Practical Implications
- •The study highlights the need for targeted public health interventions, such as enhanced surveillance in endemic areas and equitable access to diagnostics for at-risk populations (older adults, males, lower socioeconomic status).
- •The findings underscore the importance of data harmonization efforts to address unit conformance issues in multi-institutional EHR data. Standardizing units for key biomarkers like ESR and eosinophil counts is crucial for robust data analysis.

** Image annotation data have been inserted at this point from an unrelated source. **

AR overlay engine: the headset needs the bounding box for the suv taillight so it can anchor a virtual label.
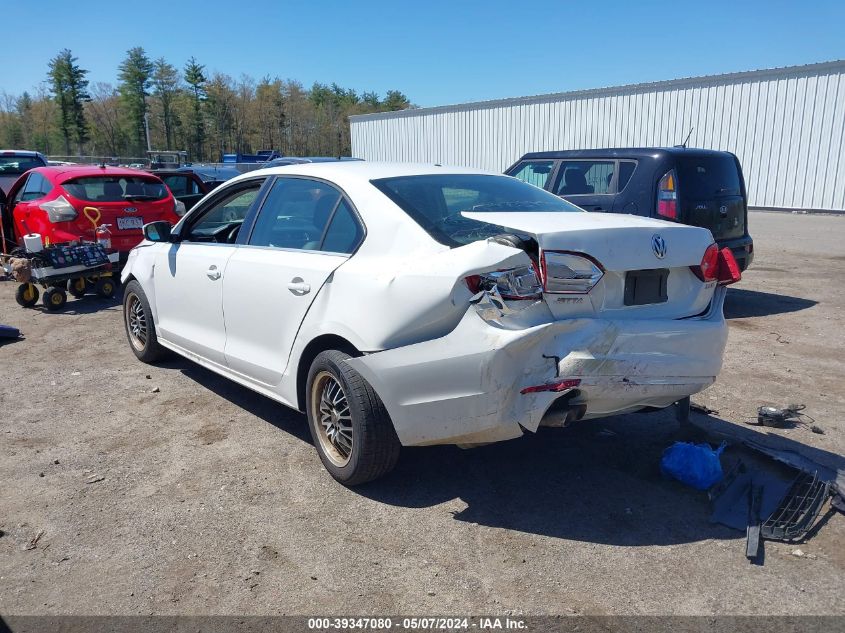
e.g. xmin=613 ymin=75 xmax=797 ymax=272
xmin=657 ymin=169 xmax=678 ymax=220
xmin=690 ymin=244 xmax=742 ymax=286
xmin=540 ymin=251 xmax=604 ymax=294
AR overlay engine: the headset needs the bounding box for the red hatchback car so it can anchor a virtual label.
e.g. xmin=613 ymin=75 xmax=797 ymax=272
xmin=3 ymin=165 xmax=184 ymax=259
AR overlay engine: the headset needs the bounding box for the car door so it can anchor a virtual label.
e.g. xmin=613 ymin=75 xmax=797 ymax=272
xmin=552 ymin=159 xmax=617 ymax=211
xmin=153 ymin=178 xmax=265 ymax=365
xmin=223 ymin=177 xmax=364 ymax=386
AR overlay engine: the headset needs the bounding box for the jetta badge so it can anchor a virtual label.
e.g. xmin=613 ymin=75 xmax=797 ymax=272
xmin=651 ymin=233 xmax=666 ymax=259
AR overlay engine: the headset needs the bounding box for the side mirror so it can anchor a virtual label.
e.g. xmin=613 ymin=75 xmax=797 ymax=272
xmin=144 ymin=220 xmax=174 ymax=242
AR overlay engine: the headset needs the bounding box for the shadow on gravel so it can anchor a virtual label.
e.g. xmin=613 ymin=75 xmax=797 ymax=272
xmin=725 ymin=288 xmax=818 ymax=319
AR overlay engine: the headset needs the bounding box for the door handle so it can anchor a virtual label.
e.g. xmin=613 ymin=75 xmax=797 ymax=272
xmin=288 ymin=277 xmax=311 ymax=297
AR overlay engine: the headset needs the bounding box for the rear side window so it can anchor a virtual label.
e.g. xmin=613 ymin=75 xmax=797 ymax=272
xmin=62 ymin=176 xmax=168 ymax=202
xmin=555 ymin=160 xmax=615 ymax=196
xmin=20 ymin=172 xmax=53 ymax=202
xmin=509 ymin=160 xmax=554 ymax=189
xmin=0 ymin=154 xmax=44 ymax=176
xmin=249 ymin=178 xmax=340 ymax=251
xmin=370 ymin=174 xmax=581 ymax=247
xmin=616 ymin=160 xmax=637 ymax=191
xmin=320 ymin=200 xmax=364 ymax=253
xmin=677 ymin=154 xmax=742 ymax=199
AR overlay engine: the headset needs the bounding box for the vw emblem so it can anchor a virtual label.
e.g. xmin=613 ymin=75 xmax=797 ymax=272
xmin=651 ymin=233 xmax=666 ymax=259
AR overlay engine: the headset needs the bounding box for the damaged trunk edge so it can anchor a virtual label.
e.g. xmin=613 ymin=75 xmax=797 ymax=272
xmin=347 ymin=234 xmax=727 ymax=446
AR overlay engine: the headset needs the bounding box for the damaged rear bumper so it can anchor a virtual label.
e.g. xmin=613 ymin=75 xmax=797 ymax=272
xmin=347 ymin=288 xmax=727 ymax=446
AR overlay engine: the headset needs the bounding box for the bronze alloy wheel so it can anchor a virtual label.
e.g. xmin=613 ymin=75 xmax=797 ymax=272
xmin=311 ymin=370 xmax=354 ymax=468
xmin=123 ymin=293 xmax=148 ymax=352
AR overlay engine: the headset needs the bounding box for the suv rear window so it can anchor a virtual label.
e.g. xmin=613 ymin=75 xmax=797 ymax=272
xmin=0 ymin=154 xmax=44 ymax=175
xmin=678 ymin=155 xmax=742 ymax=200
xmin=62 ymin=176 xmax=168 ymax=202
xmin=371 ymin=174 xmax=581 ymax=247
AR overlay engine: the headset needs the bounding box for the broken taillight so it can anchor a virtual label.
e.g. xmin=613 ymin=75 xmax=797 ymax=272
xmin=540 ymin=251 xmax=604 ymax=294
xmin=464 ymin=265 xmax=543 ymax=300
xmin=657 ymin=169 xmax=678 ymax=220
xmin=690 ymin=244 xmax=742 ymax=286
xmin=690 ymin=243 xmax=719 ymax=282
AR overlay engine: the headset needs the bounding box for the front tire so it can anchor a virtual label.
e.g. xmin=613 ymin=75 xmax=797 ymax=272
xmin=306 ymin=350 xmax=401 ymax=486
xmin=123 ymin=279 xmax=167 ymax=363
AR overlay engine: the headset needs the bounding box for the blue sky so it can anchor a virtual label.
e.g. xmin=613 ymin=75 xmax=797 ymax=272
xmin=0 ymin=0 xmax=845 ymax=106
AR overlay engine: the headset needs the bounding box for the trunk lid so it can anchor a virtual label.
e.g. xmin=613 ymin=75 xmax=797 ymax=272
xmin=462 ymin=212 xmax=713 ymax=272
xmin=677 ymin=153 xmax=746 ymax=240
xmin=462 ymin=212 xmax=715 ymax=319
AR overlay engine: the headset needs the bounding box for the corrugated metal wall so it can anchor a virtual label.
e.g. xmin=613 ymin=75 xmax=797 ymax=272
xmin=350 ymin=61 xmax=845 ymax=210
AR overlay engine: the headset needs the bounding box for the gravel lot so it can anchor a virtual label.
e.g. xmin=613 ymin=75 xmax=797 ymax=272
xmin=0 ymin=213 xmax=845 ymax=615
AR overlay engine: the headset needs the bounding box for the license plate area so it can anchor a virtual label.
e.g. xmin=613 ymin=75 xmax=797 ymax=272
xmin=625 ymin=268 xmax=669 ymax=306
xmin=117 ymin=217 xmax=144 ymax=231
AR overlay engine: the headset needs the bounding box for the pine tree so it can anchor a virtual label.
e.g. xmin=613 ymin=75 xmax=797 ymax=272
xmin=118 ymin=46 xmax=155 ymax=155
xmin=185 ymin=57 xmax=207 ymax=161
xmin=48 ymin=48 xmax=91 ymax=155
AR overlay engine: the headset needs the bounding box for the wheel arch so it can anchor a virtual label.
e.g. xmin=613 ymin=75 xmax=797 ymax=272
xmin=296 ymin=334 xmax=361 ymax=411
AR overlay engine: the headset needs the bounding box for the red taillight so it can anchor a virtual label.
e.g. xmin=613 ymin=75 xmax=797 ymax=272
xmin=690 ymin=244 xmax=742 ymax=286
xmin=718 ymin=246 xmax=742 ymax=286
xmin=519 ymin=378 xmax=581 ymax=395
xmin=657 ymin=169 xmax=678 ymax=220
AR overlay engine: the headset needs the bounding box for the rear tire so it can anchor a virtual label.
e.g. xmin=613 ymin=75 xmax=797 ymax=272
xmin=305 ymin=350 xmax=401 ymax=486
xmin=123 ymin=279 xmax=167 ymax=363
xmin=43 ymin=286 xmax=67 ymax=312
xmin=68 ymin=277 xmax=88 ymax=299
xmin=94 ymin=277 xmax=117 ymax=299
xmin=15 ymin=283 xmax=39 ymax=308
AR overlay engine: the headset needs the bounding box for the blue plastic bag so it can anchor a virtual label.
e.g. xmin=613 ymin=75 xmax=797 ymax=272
xmin=660 ymin=442 xmax=727 ymax=490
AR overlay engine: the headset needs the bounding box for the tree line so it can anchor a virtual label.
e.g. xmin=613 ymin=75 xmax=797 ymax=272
xmin=0 ymin=47 xmax=412 ymax=162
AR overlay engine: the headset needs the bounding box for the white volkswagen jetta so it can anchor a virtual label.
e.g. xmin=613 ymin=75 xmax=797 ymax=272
xmin=122 ymin=162 xmax=739 ymax=485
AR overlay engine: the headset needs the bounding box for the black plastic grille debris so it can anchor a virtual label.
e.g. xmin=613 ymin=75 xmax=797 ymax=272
xmin=761 ymin=472 xmax=830 ymax=541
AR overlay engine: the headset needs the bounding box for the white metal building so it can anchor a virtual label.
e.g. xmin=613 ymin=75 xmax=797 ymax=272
xmin=350 ymin=60 xmax=845 ymax=210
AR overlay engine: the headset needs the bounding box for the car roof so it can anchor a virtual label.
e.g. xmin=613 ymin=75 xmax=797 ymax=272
xmin=240 ymin=160 xmax=492 ymax=183
xmin=520 ymin=146 xmax=729 ymax=160
xmin=33 ymin=165 xmax=163 ymax=182
xmin=0 ymin=149 xmax=43 ymax=158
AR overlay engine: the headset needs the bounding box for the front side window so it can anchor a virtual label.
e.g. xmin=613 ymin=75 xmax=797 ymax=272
xmin=62 ymin=176 xmax=168 ymax=202
xmin=186 ymin=179 xmax=264 ymax=244
xmin=371 ymin=174 xmax=581 ymax=247
xmin=510 ymin=160 xmax=554 ymax=189
xmin=248 ymin=178 xmax=341 ymax=251
xmin=555 ymin=160 xmax=614 ymax=196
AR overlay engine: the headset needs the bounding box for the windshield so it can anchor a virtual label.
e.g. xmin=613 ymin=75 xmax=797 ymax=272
xmin=372 ymin=174 xmax=581 ymax=246
xmin=0 ymin=154 xmax=44 ymax=175
xmin=62 ymin=176 xmax=168 ymax=202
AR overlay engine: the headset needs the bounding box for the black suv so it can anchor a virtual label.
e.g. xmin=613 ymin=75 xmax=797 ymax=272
xmin=505 ymin=147 xmax=754 ymax=270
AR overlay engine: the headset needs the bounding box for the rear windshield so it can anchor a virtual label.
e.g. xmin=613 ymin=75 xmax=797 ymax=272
xmin=62 ymin=176 xmax=168 ymax=202
xmin=0 ymin=154 xmax=44 ymax=175
xmin=678 ymin=154 xmax=742 ymax=199
xmin=371 ymin=174 xmax=581 ymax=246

- •The low completeness of specialized fungal biomarkers suggests a need for improved clinical guidelines and increased awareness among healthcare providers regarding the appropriate use of these tests.
- •The All of Us dataset can be a valuable resource for future research on fungal infections, but researchers need to be aware of the data quality limitations, particularly regarding completeness and conformance of specialized biomarkers.
- •Future research should integrate the All of Us genomic, environmental, and longitudinal data to unravel complex risk interactions and advance equitable mycology research.